考えて見ると、住んでいる街の工事や改革その他、おそらくほとんどのことが行政で決められ、「勝手に」進められているのです。著者が体験した例も行政は説明会と称しながら「決まったことを説明するだけ」の文字通り説明会で、一番の当事者である住民が意見を挟む余地がないと言います。事前に計画が提起されたり、住民の意見が募られることもなく、小平市と東京都で勝手に進められるのだという話。これは小平市だけでなく日本全国でも同じだと思います。

行政と住民の構図や社会の仕組みがそうなっているわけです。

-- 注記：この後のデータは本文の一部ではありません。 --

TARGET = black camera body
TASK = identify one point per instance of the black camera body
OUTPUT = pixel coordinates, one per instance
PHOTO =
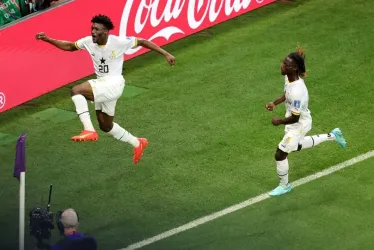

だから住民が反対をしたり意見を差し挟もうとすると、行政を相手にとてつもない重労働が必要になります。そのために多くが泣き寝入りや我慢せざるを得ない、行政の良いようにされてしまいます。もちろん、そう言う中には、先見の明のある行政のリーダーによって、後のち住民に大きなメリットがもたらされるケースもあります。

ただし、それは行政のリーダーの資質に寄るという偶然の幸運で、社会の仕組みが良いという事ではありません。こういった住民と乖離した社会の仕組みが、若者だけでなく、選挙の投票率の低さを生んであるのではないのでしょうか。
民主主義と言いながら、民衆は政治家を投票で選ぶことでしか政治には参加できません。

投票する際にも、その人の人となりや普段の活動をよく知るわけでもありません。選挙時の公約などは何とでもかけるし、公約が実行されない例は枚挙にいとまがないでしょう。
実行できるかどうかは、やはりその政治家の個人的な実力によるところが大きいと思いますが、投票する際にそれを知る情報はないと言っても過言ではありません。選挙活動ではみな良いことをいいます。重要なのは普段の姿ですが、それを知る手段は極めて少ないと言えます。

乱暴に言えば、現状の選挙での投票のほとんどが当て物に近い。それ故に、政治はよくなるどころか悪化しているようにさえ見えます。こういう仕組みの中で、若者に投票に行けと言っても、その意義がなかなか見えないのではないかと思います。
しかし、少なくとも、高齢者ばかりに政治家を決めさせて大丈夫か?という投げかけは必要であると思います。